UPR Signaling in Hepatitis C
Some viruses can selectively activate or suppress one or more of the UPR tripartite pathways to facilitate their own replication (Isler et al., 2005; Smith et al., 2006; Yu et al., 2006; Jheng et al., 2010; Ambrose and Mackenzie, 2011; Pena and Harris, 2011; Burnett et al., 2012; Galindo et al., 2012; Qian et al., 2012; Rathore et al., 2013; Stahl et al., 2013). It is apparent that HCV infection activates all three proximal sensors (Ke and Chen, 2011; Merquiol et al., 2011). Infection of the hepatocyte sub-line Huh7.5.1 with JFH1 (2a) induced an acute ER stress peaking at 2–5 days post-infection (dpi), concomitant with phosphorylation of IRE1, eIF2α, and JNK, XBP1 splicing, ATF6 cleavage and upregulation of GADD34, ERdj4, P58IPK, ATF3, ATF4, and CHOP (Merquiol et al., 2011). It then subsided into a chronic and milder ER stress response persisting up to 14 dpi, with elevated mRNA levels of CHOP, ATF3, sXBP1, and P58IPK and increased level of phospho-eIF2α. ER stress response is not restricted to the sub-line Huh7.5.1, as infection of the parental lines Huh7 or Huh7.5 with JFH1 (2a) also induced ER stress (Ke and Chen, 2011). Infection of Huh7 with JFH1 provoked an acute ER stress response concomitant with ATF6 cleavage, XBP1 splicing and PERK phosphorylation at 6–9 dpi followed by a chronic and milder ER stress with a diminished CHOP level at 15–22 dpi. Similarly, infection of Huh7.5 with JFH1 (2a) has been shown to transactivate the Bip, CHOP, and ATF6 promoters (Von Dem Bussche et al., 2010).
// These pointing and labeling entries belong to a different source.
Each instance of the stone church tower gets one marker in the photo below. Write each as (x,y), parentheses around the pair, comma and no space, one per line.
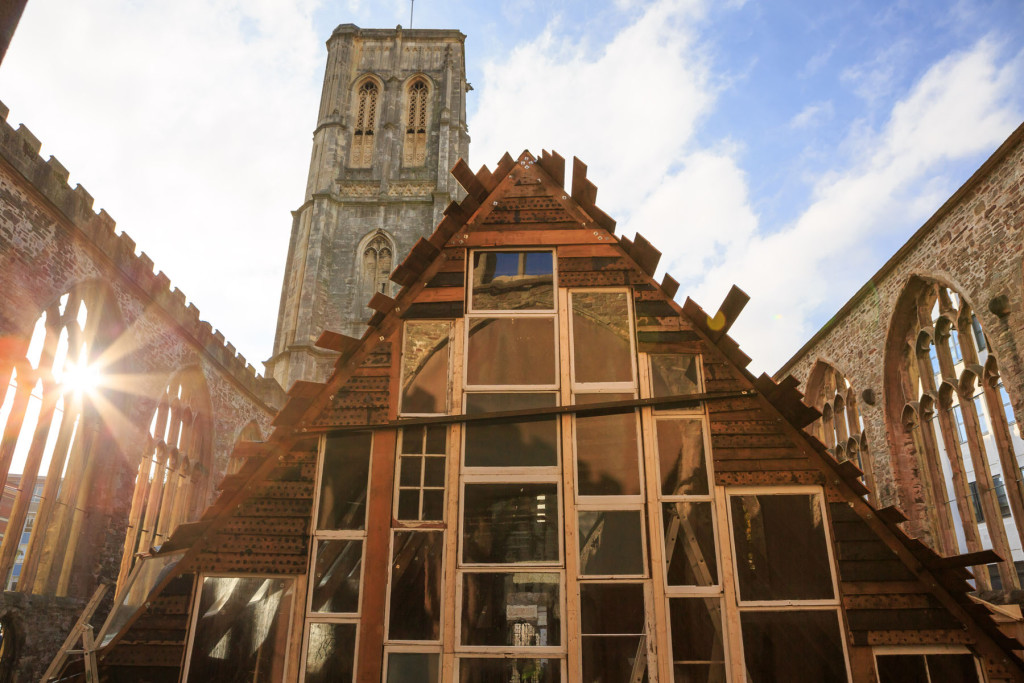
(391,124)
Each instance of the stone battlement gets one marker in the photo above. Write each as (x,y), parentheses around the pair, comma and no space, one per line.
(20,148)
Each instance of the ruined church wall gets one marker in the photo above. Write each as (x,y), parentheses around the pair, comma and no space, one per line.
(50,242)
(973,244)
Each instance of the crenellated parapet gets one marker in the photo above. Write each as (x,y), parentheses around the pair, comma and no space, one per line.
(19,147)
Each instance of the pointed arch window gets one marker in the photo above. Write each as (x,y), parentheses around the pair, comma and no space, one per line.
(52,403)
(968,467)
(366,123)
(174,472)
(416,124)
(377,261)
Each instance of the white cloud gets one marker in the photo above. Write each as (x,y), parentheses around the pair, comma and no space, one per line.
(812,115)
(628,110)
(964,105)
(189,122)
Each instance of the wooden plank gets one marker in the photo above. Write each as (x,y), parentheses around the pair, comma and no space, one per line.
(873,570)
(757,441)
(889,601)
(744,427)
(441,294)
(755,452)
(545,237)
(883,588)
(901,620)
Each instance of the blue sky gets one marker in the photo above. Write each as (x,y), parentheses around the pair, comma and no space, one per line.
(787,147)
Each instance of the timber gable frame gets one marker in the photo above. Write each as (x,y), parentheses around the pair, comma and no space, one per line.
(893,591)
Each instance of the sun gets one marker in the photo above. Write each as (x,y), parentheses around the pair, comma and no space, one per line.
(81,378)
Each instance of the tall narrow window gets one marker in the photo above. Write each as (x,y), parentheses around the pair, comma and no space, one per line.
(366,121)
(378,256)
(416,124)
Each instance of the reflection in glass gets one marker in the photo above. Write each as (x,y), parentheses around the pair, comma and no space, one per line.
(614,647)
(674,374)
(416,579)
(529,443)
(144,575)
(513,281)
(697,650)
(331,653)
(513,522)
(601,337)
(511,609)
(780,548)
(511,351)
(924,669)
(607,454)
(413,667)
(689,544)
(424,368)
(772,639)
(502,671)
(242,631)
(336,587)
(343,484)
(681,457)
(421,473)
(611,543)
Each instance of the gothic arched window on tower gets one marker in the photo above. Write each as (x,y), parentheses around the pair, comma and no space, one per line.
(416,124)
(378,257)
(366,122)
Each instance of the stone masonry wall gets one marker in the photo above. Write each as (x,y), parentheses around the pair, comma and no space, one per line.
(51,241)
(975,245)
Currently in vitro infection study with wild type genotype is only achievable with the strain JFH1 and yet JFH1 was isolated from a patient with fulminant hepatitis-a rare manifestation of HCV diseases (Wakita et al., 2005; Lohmann and Bartenschlager, 2014). It is therefore important that studies should be extended to other genotypes before it can be generalized that ER stress is a common phenomenon of chronic hepatitis C. Chimeric HCV has been created by fusing the structural proteins from all seven genotypes with the NS proteins of JFH1, which should at least allow us to study the role of genotypic structural proteins in UPR (Gottwein et al., 2007, 2009; Jensen et al., 2008; Scheel et al., 2008; Li et al., 2011). An intragenotypic chimera J6/JFH1 has already been shown to be capable of eliciting the UPR, as evident by the increased levels of CHOP and sXBP1 at 1–3 dpi (Mohl et al., 2012). Some success has been achieved to establish cell-cultured infectious systems for genotypes 1a (H77 and TN), 1b (NC1), 2a (J6), and 2b (J8, DH8, DH10) but they require a number of adaptive mutations (Yi et al., 2006; Date et al., 2012; Li et al., 2012a,b; Ramirez et al., 2014). At the moment, studies with wild type genotypes other than JFH1 still rely on the use of genomic replicons (Benali-Furet et al., 2005; Shinohara et al., 2013). Similar to that in JFH1-infected Huh7, all three pathways have been activated in Huh7 cells harboring a genomic replicon of genotype 1b O strain, as indicated by the phosphorylation of eIF2α, XBP1 splicing and increased levels of IRE1, phospho-JNK, and phospho-c-Jun (Shinohara et al., 2013).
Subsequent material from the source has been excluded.